Monday, May 14, 2012

ADHD Treatment


Medications for ADHD have a negative public image –“I don’t want to drug my kid” – but there is no real reason for this. The basic medication, methylphenidate (Ritalin), has been used since 1937 and we have more experience with it than almost any other drug used today. We know its effects, its side effects and its long-term effects. It is cheap, safe, easy to dose and is effective in treating ADHD. Yet, people continue to be reluctant to use it.
     As with Autism and Downs Syndrome, many alternative therapies (vitamins, diets, etc.) have been tried to treat ADHD. Unfortunately, none of them have had any statistical success. Allergy therapy doesn’t work because ADHD isn’t an allergic disease. Diet therapy doesn’t work because ADHD isn’t a dietary problem. Behavioral therapy has been proven to improve the ability of ADHD children to function with about the same success rate as medication alone.
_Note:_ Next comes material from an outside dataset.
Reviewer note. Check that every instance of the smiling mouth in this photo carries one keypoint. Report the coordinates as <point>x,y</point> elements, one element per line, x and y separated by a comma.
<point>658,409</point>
The greatest success rate in ADHD therapy comes from a combination of behavior therapy, improved parenting skills and medication.
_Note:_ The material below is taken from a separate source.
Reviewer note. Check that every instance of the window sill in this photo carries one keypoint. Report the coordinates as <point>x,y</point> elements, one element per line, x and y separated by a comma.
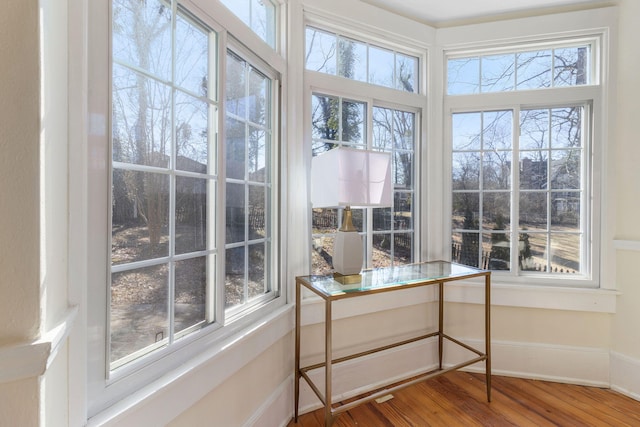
<point>164,399</point>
     Ritalin and most of the basic ADHD medications fall into the category of “stimulant medication”. It doesn’t seem to make sense to give a stimulant to a child who routinely bounces off the walls, but these medications improve ADHD symptoms without making the child more hyperactive. The current theory about how they work involves the concept of “inhibitory” nerves that cause other nerves to decrease their activity. These medications stimulate inhibitory nerves, which decreases the general neurologic output. The previous ADHD article spoke about external stimuli distracting a child with ADHD from the task he is trying to focus on. The medication helps to decrease this distractibility. It also decreases hyperactivity, inattention and impulsivity. Other ADHD medications do the same things in the brain but are not listed as “stimulants”.  When medications are used, it is best to start with one medication on a low dose and then increase the dose rapidly until the child, parent and teacher notice improvement. Doing a “blind study” where the pharmacy gives the parent both actual medication and sugar pills sounds scientific but I’ve only found that it is a waste of time. I prefer to work on finding the proper dosage as fast as I can. You don’t increase the dose every day because everyone has good and bad days, but, after three days on the medication, the effect the drug has on the child will be obvious. If the dose the child is on doesn’t seem to be having an effect, the morning dose should be increased. If the morning dose seems effective but doesn’t last long enough, the parent can increase the morning dose to see if it will last longer or can begin a dose at noon or when the morning dose wears off. There are also “long lasting” medication which could be tried. I don’t advise giving “drug holidays” on the weekend because children with ADHD don’t only need help at school and I’ve found it is difficult for the child to always be going on or off the medication. Find a dose that works and stick with it. As the child grows, the dose may need to be increased.
     The most common side effect is loss of appetite. Most people drink coffee after a meal because decreased appetite is a common side effect of any stimulant. This may be the cause of the slight decrease in growth that is sometimes seen when children are on these medications. Other side effects include trouble sleeping, headache, upset stomach and a peculiar zombie-like disconnected feeling that occurs when the dose is too high.
     In future articles I will discuss the behavior modification and parenting skills that are needed to give the medication its maximum benefit. What is important for parents to understand is that, when ADHD treatment works for a child, that child’s life is so improved (both short-term and long-term) that small side effects become unimportant.